Cinque anni fa, decide di trasferirsi definitivamente proprio a Xiamen,  ricca cittadina sulla costa meridionale che conta 4 milioni di abitanti. Roberto Berdini cavalca l’onda dell’esplosione sia demografica che economica che ha sommerso la Cina soprattutto negli ultimi anni e si getta nel settore del food & beverage aprendo un lussuoso e bel ristorante. Il “Ven-Ice”, il cui nome già si pone da Giano bifronte tra la tradizione italiana e il “nuovo mondo”, è sito sulla via più importante della città e ha una chiara identità verde-bianco-rossa a partire dal menù basato su piatti tipici, realizzati con ingredienti  che provengono dallo stivale: “I cinesi apprezzano molto e sono soprattutto incuriositi dal cibo italiano che oltre essere famoso nel mondo è anche per loro uno prestigio. Oltre che per l’organizzazione e la gestione tutta nostrana -con la mia stessa presenza-, sono ancor più incuriositi dallo stile e l’eleganza del locale, avendo tra l’altro progettato l’arredo classico e scelto i particolari  personalmente”.
Il suo successo, dato da chiare doti carismatiche e da senso degli affari, è destinato a crescere.

Roberto Berdini e il sindaco Romano Carancini a Nanchino

Roberto Berdini e il sindaco Romano Carancini a Nanchino

Ad oggi Roberto è uno dei maggiori rappresentanti dei “beverage specialist” e il suo lavoro lo porta a muoversi tra Shangai, Pechino, Xiamen, Nanchino e Kunming. Coopera, inoltre, offrendo la propria esperienza, con aziende governative cinesi.
Conosce bene il valore delle sue origini: infatti, collabora con i Desk operativi delle Marche ed è consulente tecnico di una piattaforma di prodotti made in Italy.
“Da tre anni, parte del mio
 lavoro consiste nel cercare di convogliare potenziali distributori cinesi, investitori, rappresentanti di aziende governative cinesi, nel maceratese a visitare anche le aziende agroalimentari. Mi impegno dunque, a promuovere oltre ai prodotti locali anche il mio territorio d’origine”.
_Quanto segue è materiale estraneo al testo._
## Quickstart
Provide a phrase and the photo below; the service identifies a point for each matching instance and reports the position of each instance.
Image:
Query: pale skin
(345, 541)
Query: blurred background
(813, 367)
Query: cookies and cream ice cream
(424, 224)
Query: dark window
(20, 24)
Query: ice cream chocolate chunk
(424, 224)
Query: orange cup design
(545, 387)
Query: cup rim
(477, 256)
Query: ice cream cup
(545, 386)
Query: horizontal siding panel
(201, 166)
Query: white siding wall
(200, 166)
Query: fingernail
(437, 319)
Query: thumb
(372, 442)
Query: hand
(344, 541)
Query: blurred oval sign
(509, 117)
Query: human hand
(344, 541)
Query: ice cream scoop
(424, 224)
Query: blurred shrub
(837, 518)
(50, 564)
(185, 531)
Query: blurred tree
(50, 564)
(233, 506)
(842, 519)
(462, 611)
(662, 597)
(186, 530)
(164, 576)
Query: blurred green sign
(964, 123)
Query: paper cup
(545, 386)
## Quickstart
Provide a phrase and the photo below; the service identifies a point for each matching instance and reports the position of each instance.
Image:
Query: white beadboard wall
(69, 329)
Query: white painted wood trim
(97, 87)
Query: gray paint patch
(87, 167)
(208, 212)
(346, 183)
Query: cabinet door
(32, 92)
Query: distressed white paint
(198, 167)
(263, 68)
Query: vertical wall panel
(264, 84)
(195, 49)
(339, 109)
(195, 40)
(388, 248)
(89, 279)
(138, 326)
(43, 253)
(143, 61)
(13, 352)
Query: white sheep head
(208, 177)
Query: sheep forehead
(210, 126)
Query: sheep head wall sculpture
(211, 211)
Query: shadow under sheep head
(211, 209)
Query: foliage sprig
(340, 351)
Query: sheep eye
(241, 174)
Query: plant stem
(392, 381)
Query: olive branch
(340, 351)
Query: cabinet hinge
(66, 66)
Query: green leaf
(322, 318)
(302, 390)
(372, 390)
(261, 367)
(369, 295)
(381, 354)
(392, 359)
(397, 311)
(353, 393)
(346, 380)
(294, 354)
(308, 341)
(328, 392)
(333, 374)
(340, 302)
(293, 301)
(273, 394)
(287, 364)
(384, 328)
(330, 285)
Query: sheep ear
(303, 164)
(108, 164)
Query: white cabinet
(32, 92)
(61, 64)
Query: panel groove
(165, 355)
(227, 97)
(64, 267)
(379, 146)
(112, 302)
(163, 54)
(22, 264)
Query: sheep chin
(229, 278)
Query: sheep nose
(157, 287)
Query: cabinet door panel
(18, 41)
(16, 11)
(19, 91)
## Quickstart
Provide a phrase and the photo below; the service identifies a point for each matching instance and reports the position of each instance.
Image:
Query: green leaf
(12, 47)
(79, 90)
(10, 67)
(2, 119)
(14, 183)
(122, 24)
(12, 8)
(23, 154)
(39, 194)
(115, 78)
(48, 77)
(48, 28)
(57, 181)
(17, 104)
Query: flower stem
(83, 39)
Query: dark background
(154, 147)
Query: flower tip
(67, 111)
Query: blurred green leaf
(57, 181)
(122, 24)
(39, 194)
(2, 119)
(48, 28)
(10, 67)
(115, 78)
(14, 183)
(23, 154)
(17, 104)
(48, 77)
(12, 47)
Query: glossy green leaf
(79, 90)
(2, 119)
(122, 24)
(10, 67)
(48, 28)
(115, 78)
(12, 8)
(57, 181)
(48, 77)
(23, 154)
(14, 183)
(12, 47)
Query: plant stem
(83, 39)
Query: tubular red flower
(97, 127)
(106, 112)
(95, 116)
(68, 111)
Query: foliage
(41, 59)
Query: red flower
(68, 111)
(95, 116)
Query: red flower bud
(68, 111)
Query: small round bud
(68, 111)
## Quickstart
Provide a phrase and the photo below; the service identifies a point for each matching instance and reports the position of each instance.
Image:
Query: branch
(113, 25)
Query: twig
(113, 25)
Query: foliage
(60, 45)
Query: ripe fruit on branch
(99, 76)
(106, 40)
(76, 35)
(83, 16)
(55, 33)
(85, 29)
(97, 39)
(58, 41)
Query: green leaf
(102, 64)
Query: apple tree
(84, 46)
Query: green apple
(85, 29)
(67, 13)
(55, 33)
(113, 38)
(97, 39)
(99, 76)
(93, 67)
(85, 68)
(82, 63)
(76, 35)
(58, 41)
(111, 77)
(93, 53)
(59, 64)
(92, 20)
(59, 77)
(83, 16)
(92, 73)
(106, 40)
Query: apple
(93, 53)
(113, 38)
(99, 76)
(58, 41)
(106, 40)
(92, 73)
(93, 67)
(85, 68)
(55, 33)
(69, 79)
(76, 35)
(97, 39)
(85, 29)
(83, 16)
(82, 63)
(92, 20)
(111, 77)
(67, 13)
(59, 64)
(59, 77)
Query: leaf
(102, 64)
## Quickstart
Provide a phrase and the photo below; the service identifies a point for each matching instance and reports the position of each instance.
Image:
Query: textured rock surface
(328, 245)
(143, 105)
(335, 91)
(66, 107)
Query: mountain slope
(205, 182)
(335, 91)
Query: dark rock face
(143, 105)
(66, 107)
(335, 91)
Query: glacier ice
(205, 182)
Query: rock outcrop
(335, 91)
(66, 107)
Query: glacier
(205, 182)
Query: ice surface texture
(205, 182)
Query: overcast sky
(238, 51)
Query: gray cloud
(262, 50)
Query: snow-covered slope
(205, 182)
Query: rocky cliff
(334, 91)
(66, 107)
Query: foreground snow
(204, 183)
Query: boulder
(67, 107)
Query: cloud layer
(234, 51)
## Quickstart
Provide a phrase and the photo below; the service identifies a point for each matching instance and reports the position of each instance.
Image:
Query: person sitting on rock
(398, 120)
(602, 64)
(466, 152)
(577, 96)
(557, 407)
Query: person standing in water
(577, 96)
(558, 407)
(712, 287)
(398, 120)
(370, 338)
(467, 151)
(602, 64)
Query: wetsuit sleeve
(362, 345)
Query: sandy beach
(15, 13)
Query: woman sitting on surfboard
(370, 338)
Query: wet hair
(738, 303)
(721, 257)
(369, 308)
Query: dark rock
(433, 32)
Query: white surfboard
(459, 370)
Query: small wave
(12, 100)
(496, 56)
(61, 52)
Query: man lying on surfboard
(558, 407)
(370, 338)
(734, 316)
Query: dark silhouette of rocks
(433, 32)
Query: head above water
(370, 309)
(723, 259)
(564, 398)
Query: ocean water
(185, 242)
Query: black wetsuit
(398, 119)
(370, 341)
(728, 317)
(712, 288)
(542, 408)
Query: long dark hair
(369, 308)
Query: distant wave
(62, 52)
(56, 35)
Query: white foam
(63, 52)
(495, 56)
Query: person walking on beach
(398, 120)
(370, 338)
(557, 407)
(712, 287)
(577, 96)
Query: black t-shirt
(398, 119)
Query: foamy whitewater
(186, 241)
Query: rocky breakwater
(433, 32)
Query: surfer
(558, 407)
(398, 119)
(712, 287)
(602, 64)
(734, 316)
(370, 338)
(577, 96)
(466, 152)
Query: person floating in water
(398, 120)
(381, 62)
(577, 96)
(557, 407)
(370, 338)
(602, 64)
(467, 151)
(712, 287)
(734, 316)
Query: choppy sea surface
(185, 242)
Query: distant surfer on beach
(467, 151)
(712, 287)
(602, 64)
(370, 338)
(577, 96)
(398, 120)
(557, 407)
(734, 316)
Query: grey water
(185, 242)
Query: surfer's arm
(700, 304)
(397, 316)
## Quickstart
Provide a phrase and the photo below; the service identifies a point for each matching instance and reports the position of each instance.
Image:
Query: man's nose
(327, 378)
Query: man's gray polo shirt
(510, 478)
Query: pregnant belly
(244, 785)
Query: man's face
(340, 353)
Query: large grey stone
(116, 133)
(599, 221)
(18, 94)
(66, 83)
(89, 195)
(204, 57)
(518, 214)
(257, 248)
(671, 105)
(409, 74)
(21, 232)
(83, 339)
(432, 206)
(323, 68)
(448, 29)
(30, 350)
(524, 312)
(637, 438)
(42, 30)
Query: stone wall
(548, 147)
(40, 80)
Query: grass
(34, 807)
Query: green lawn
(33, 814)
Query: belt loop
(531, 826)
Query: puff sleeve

Apripista delle nuove frontiere commerciali, l’imprenditore ha già aiutato molte aziende nostrane ad avviarsi nello stato asiatico. Molte realtà vitivinicole italiane sono riuscite, grazie al lavoro del beverage specialist, a posizionare i propri prodotti nelle migliori reti di distribuzione del Paese. Gli anni di lavoro in Cina hanno permesso al maceratese di rappresentare all’Expo di Shanghai vari eventi di livello internazionale.
Roberto Berdini è, comunque, ancora molto legato alla sua terra e ai suoi compaesani e della sua città natale dice: “Macerata, nonostante la fama di essere conservatrice e radicata al territorio, si è molto evoluta nella ristorazione. Ho visto locali nuovi e ben curati, e inoltre, la cucina marchigiana ha una tradizione non indifferente e vanta prodotti tipici certificati di gran valore culturale e gastronomico. Per fortuna – e grazie – ad alcune associazione professionali del settore con cui io stesso ho collaborato in passato e molti personaggi di ottimo livello tra i gestori maceratesi, che ancora credono nel lavoro che fanno ed  amano il territorio, la ristorazione resta un bel punto di forza per la nostra regione.”